Kılıçdaroğlu ile Akşener, 10 gün önce bir araya gelerek, Meclis’te çoğunluğu sağlamaları halinde Parlamenter Sistemi geri getirme konusunda uzlaşmaya vardıklarını bir kez daha açıkladılar.
16 Nisan 2017’deki tarihî ‘Evet’ kararının en önemli sebebi, Parlamenter Sistem’den kurtulmaktı.
Çünkü Parlamenter Sistem, bizim milletimizin boynuna vurulmuş Batı boyunduruğuydu. O boyunduruğu; hürriyet, özgürlük, yargı bağımsızlığı/tarafsızlığı, seçmen iradesi, kuvvetler ayrılığı falan yaldızları ile boyadılar…
Parlamenter Sistem ninnisi ile uyutulmuş kitleler bir daha uyanmasın diye şimdi de Erdoğan kin ve nefreti üzerinden “diktatörlük, sultanlık, saray, saltanat” denilerek algı operasyonları yapılıyor.
Parlamenter Sistem, eski Türkiye’dir. Parlamenter Sistem’de şunlar vardı:
Türk Silahlı Kuvvetlerinin bünyesini, cuntacıların ülkeyi yönetme hastalığı bir ur gibi sarmıştı. Parlamenter Sistem sayesinde, sivillerin istiskal edilerek, küçümsenerek, itilerek, kakılarak itibarsızlaştırması mümkün oluyordu.

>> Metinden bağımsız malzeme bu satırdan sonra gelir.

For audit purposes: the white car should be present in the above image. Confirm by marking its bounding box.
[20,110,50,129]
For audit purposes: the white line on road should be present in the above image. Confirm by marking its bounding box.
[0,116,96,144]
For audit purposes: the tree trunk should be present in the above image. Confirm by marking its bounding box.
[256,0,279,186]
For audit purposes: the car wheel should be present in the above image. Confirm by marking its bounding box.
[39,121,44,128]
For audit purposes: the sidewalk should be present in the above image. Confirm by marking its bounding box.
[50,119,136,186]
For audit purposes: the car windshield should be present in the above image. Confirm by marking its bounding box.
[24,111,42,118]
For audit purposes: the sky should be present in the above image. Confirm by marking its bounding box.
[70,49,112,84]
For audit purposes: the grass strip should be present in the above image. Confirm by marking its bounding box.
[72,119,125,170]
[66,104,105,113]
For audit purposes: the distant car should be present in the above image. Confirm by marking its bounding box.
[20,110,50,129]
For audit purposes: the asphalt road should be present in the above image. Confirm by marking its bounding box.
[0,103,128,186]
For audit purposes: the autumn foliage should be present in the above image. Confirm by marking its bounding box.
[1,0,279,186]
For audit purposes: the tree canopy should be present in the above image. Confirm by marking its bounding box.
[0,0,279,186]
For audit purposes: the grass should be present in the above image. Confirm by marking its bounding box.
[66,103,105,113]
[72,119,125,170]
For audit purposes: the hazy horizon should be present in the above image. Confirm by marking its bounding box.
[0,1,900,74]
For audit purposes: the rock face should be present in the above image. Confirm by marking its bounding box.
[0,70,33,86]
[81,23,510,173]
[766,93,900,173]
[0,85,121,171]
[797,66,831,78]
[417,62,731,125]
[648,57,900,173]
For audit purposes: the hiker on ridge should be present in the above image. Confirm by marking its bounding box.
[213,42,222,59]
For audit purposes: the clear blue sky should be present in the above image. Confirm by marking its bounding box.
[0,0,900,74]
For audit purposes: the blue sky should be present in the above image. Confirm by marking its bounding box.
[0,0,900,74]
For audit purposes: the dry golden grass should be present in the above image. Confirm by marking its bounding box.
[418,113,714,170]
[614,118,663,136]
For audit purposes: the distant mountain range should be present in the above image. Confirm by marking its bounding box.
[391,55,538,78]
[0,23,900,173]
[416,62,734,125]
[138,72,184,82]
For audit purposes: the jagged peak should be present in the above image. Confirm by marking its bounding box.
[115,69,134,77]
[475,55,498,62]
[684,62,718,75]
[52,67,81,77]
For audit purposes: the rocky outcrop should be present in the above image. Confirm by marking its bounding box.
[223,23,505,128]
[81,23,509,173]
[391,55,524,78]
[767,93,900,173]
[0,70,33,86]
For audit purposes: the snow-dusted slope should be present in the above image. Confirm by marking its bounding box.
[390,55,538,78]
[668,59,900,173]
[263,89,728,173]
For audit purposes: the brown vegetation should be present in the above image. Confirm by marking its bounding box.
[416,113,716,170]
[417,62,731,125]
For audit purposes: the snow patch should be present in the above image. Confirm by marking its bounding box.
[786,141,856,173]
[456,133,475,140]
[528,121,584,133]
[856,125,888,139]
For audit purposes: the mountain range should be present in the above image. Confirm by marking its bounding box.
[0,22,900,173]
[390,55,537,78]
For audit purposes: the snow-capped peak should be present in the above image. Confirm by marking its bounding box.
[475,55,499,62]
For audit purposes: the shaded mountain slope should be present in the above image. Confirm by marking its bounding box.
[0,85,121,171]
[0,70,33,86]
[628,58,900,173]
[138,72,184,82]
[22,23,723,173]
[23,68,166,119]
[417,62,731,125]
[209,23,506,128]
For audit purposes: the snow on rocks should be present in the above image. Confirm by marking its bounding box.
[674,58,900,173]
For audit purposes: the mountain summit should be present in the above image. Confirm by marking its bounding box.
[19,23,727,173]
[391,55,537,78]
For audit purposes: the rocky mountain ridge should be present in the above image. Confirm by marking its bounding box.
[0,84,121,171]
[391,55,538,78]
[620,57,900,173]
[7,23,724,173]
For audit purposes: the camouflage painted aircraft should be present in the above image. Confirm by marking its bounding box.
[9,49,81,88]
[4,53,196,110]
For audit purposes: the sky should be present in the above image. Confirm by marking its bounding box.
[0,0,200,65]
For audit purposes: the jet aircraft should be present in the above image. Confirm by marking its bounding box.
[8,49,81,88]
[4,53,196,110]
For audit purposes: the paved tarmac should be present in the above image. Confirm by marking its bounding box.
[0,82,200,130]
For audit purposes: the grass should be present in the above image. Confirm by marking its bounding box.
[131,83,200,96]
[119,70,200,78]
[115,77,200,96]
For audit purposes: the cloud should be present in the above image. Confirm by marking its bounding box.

Parlamenter Sistem, darbelerin kuluçkasıydı. 27 Mayıs 1960, 12 Mart 1971, 12 Eylül 1980, 28 Şubat 1997, 27 Nisan 2007 ve 15 Temmuz 2016 hain FETÖ darbesi, hep Parlamenter Sistem’in hazırladığı anayasal zeminlerde peydahlandı.
Yüksek yargısı, medyası, Batı’ya göbekten bağlı iş dünyası, sivil toplumu hepsi bu gayri meşru doğumlara ebelik yaptılar.
Parlamenter Sistem, bu darbelere Batı müdahalesi için gerekçe de sunuyordu. Batı başkentlerinden her darbenin sonrasında, utanmadan sıkılmadan pişkin pişkin; “Asker müdahale ediyor ama demokrasiyi korumak, Parlamenter Sistemi çalıştırmak için müdahale ediyor” açıklamaları geliyordu.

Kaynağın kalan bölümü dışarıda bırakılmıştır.